Arts, Dining & Entertainment

Billings Farm & Museum reopens to the public June 27

Special open house for members is June 25 and 26

WOODSTOCK— On June 27, the Billings Farm & Museum (BF&M) welcomes visitors back with a brand new Heifer Barn, growing gardens, a nature trail and acres of pastures where Jersey cows, horses, sheep and goats roam. Bring a picnic and spend the day in a beautiful, relaxing outdoor farm setting in the heart of Woodstock.

As a nonprofit organization, member support has helped immensely during these months that BF&M was closed. In thanks, Billings Farm & Museum will reopen on Thursday, June 25 and Friday, June 26 for member appreciation days.
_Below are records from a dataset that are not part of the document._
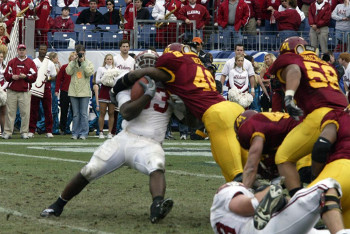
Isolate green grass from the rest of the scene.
[0,134,225,233]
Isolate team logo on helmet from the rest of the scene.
[163,43,191,54]
[280,37,307,54]
[135,50,159,69]
[235,110,258,132]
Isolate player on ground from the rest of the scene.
[271,37,347,196]
[41,52,173,223]
[210,178,349,234]
[310,110,350,228]
[113,43,244,181]
[235,110,311,188]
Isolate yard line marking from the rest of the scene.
[0,207,113,234]
[1,152,223,179]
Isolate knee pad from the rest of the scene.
[311,137,332,163]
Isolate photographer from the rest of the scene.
[66,45,94,140]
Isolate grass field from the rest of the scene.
[0,134,224,233]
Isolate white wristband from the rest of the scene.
[250,197,259,210]
[286,89,295,97]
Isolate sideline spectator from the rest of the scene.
[177,0,211,40]
[309,0,332,53]
[103,0,120,27]
[66,44,94,140]
[332,0,350,52]
[55,52,77,135]
[2,44,37,139]
[57,0,79,7]
[95,54,115,139]
[28,44,57,138]
[220,44,255,98]
[75,0,103,25]
[267,0,301,42]
[50,7,74,32]
[218,0,249,45]
[152,0,181,48]
[0,52,8,136]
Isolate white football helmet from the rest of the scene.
[135,50,159,69]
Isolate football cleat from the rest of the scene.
[254,184,286,230]
[150,198,174,223]
[40,203,63,218]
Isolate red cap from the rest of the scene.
[17,44,27,49]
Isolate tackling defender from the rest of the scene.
[40,50,173,223]
[271,37,348,196]
[113,43,244,181]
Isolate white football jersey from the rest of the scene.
[33,58,57,77]
[117,87,172,142]
[113,54,135,72]
[210,182,254,233]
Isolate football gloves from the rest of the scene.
[284,95,304,121]
[139,76,156,98]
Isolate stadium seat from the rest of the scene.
[101,31,123,50]
[53,32,77,49]
[98,24,119,32]
[78,32,101,49]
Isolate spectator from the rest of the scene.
[152,0,181,48]
[267,0,301,42]
[332,0,350,52]
[218,0,249,44]
[28,44,57,138]
[2,44,37,139]
[309,0,331,53]
[55,52,77,135]
[75,0,103,25]
[0,0,17,35]
[220,44,255,98]
[0,52,8,136]
[103,0,120,26]
[49,52,61,135]
[96,54,115,139]
[243,0,262,36]
[50,6,74,32]
[66,44,94,140]
[57,0,79,7]
[263,0,281,34]
[79,0,106,8]
[177,0,211,39]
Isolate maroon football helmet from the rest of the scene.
[280,37,308,54]
[163,43,191,54]
[135,50,159,69]
[235,110,258,132]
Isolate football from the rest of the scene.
[130,77,148,101]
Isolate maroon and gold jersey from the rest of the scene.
[156,51,225,120]
[237,112,299,154]
[271,51,347,115]
[321,110,350,163]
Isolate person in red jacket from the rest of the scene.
[309,0,332,53]
[0,0,17,35]
[50,6,74,32]
[55,51,77,135]
[267,0,301,42]
[218,0,250,44]
[2,44,37,139]
[177,0,210,41]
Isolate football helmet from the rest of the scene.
[163,43,191,54]
[135,50,159,69]
[280,37,308,54]
[235,110,258,132]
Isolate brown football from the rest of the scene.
[130,77,148,101]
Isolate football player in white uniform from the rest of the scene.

By implementing six core safety pillars in accordance with the Vermont Department of Health and CDC guidelines, the farm’s operations will prioritize the well-being of the guests, staff, and animals. Spaces that are open to guests include the pastures, walking trail, Visitor Center & Theater, “Upon This Land” exhibit, Farm Life Exhibits, Wagon and Chicken Barns. The Dairy Bar is temporarily closed. The Animal Barns and 1890 Farm Manager’s House are closed until further notice due to safety precautions. Find a full list of what to visit at Billings Farm at billingsfarm.org/visiting-billings-farm-museum-safely/.

New attractions for guests visiting Billings Farm & Museum include a Heifer Barn built with state-of-the-art technologies to ensure “cow comfort.” The barn offers nine separate group pens to house as many as 45 cows during winter months. Climate controlled curtains adjust based on temperature and weather conditions to allow for natural airflow.

The Heirloom Garden, Victory Garden, Pollinator Garden, and Pizza Garden are taking shape and guests can ask questions of interpreters stationed nearby. T

he Sunflower House will fully bloom from August through September with 64 varieties of sunflowers planted to outline hallways and rooms in a maze-like structure. Visitors can explore the field of sunflowers from inside, with towering flowers peeking down at them.

For those interested in the history of Billings Farm, interpretive information can be found on the porch of the 1890 Farm Manager’s House, and throughout the Farm Life and “Upon This Land” exhibits in the Visitor Center.

Billings Farm & Museum’s week-long Junior Farmer Camp will take place in small groups of 10-15 campers and two to three counselors, who will spend the summer outside learning about natural history and farming. From 9 a.m. to 4 p.m., Monday to Friday, activities include animal chores with the sheep, goats, chickens, and heifers, tractor-drawn wagon rides, games, gardening, crafts, and cooking.

Sessions are available on select dates in July and August starting at $300 per week for Billings Farm members and $340 per week for non-members.